| HN Mirror

Y	Hacker News new \| ask \| show \| jobs

by rtuin 615 days ago

Glad you asked!

This system contains measurements and state of physical devices (time series). It’s designed for both heavy write and read, with slight emphasis on write. Each table is one type of device and contains 1 to 5 different measurements/states. But here’s the trick: because data is queried with minimum bucket size of 15minutes I figured we could just create a column for each measurement + quarter of the day (i.e. measure0000, measure0015), so that’s 100 columns for each measurement (96 quarter + 4 for DST), include the date in the key, et voila: excellent write performance (because it’s mainly UPDATE queries) and good read performance.

Okay, the queries to make sense of the data aren’t pretty, but can be generated.

I find it really cool how effective this is for time-series data without Postgres extensions (we’re on RDS).

4 comments

napsterbr 615 days ago

One interesting thing your team may want to look into (if you haven't already) is compression.

Of course there are a multitude of variables we don't have access from the outside, but Postgres only compresses data that is TOASTed, and based on your description of the table, the data is not being TOASTed (and therefore not being compressed).

Instead, if you could somehow pack your timeseries entries into an array, you would get the benefits of compression automatically.
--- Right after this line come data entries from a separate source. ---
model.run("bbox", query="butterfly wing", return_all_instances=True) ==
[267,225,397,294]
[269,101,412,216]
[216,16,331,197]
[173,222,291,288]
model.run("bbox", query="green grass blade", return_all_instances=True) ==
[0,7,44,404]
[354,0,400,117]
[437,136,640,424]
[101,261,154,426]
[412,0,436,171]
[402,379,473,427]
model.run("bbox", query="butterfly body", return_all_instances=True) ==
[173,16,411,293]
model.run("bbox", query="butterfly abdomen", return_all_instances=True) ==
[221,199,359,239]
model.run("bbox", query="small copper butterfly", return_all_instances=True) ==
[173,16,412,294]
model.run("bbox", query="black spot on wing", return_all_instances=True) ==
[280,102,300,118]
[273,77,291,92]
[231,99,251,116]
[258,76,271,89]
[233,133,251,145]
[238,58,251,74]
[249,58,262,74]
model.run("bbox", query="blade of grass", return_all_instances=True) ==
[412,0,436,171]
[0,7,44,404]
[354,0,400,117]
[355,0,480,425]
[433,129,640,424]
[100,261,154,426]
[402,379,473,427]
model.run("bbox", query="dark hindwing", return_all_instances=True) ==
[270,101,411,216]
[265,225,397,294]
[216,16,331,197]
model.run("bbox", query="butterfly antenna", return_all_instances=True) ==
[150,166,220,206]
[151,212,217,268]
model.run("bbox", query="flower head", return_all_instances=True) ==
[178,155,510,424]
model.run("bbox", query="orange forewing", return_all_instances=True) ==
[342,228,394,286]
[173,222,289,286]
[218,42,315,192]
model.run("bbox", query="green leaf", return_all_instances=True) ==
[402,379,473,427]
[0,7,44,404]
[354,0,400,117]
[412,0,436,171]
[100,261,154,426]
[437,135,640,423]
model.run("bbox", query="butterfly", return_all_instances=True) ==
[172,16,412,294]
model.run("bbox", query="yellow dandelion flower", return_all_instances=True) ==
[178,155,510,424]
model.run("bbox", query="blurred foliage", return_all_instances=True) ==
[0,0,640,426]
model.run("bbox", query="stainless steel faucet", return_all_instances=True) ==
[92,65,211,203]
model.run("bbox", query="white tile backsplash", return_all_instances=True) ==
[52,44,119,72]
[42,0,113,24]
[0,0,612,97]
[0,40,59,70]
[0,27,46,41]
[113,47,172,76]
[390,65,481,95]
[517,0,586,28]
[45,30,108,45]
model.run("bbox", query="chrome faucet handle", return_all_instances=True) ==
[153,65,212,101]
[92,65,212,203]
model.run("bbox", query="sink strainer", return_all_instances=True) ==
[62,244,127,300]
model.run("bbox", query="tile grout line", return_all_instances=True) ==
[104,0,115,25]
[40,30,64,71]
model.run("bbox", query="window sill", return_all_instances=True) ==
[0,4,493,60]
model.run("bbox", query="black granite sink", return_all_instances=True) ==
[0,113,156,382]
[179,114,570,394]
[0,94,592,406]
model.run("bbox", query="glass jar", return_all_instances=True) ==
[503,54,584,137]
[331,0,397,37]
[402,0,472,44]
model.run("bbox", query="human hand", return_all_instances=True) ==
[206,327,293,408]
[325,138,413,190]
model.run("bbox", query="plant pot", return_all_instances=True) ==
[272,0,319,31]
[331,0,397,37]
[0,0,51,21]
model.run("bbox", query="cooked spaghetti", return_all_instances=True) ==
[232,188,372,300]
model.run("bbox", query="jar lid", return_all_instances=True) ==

Given your write performance requirements, using an array may be out-of-question (and you may get too much overhead from dead tuples) -- but who knows? Always a good idea to benchmark.

I actually considered mentioning this at the post but figured it was too long already and could be the material for a future one :)

link

rtuin 614 days ago

This is interesting! Turning the values into arrays is not suitable for our base-tables, but might be for the several materialization tables we run.

link

aidos 615 days ago

The updates wouldn’t be in place anyway because of the Postgres mvcc approach, right?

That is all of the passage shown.